Musing on Our Grasses

B.F. Hicks

The famed Texas Naturalist Roy Bedichek writes of conservation in the 1940’s.  If you read his ADVENTURES WITH A TEXAS NATURALIST you’ll find he’s right on target.  That recommendation came from Harry Lawler.  But it was on the heels of Jabez and Joan Galt gifting me with everything by Aldo Leopold (best known for SAND COUNTY ALMANAC -same time frame as Bedichek).  Both men propose highway rights-of-way as shelter for rare plants while the plains and forests are consumed by agriculture and commercial activities.


You’ll find that true here.  August was wet this year.  The rain spurred our native grasses with extra energy to set seed heads rarely seen and by October we had beautiful stands of unusual plumes and fine grasses arrayed along our highway rights-of-way.

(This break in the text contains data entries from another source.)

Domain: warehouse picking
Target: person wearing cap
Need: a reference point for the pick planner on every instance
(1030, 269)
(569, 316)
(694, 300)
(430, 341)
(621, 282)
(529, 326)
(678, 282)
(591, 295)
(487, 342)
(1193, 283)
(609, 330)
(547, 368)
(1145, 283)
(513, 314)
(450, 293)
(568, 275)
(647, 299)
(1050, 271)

I hope some of the seeds managed to set.  I loaded up several truck loads of passengers for grass tours this October.  Let’s see what 2017 offers; you’ll want to be on the lookout for some of these.  On FM 1896, we had big bluestem in real glory; it had turned a burnished copper and was filled with seed heads.  One good stand was holding its own, higher than the invasive Johnson Grass (brought from India and now a bane for cattle and our countryside).  And Indian grass responded amazingly well to those August rains.  I did not realize we had as much.  I loaded up Joel Dihle to drive to the hill south of town at the Fuquay Cemetery; what a year; gives you a sense of the “grass harp” described in the book of the same name regarding a cemetery hill in Alabama.  And I caught Bob McFarland and insisted he ride east on 67 to the crossing over Ripley Creek where a lush stand of Eastern Gamma was flourishing; a grass almost extinct from overgrazing in our pastures.  I wanted a witness.   And then David Vanderpool showed just enough interest that I convinced David and wife Margie to load up and proceeded to drag them for two hours across a range of properties and I did deliver purple topped tridens in full glory.  A nutritious grass which the buffalo would have grazed.  Only a few of the grasses our ancestors would have encountered two full centuries ago when they first rode into this landscape.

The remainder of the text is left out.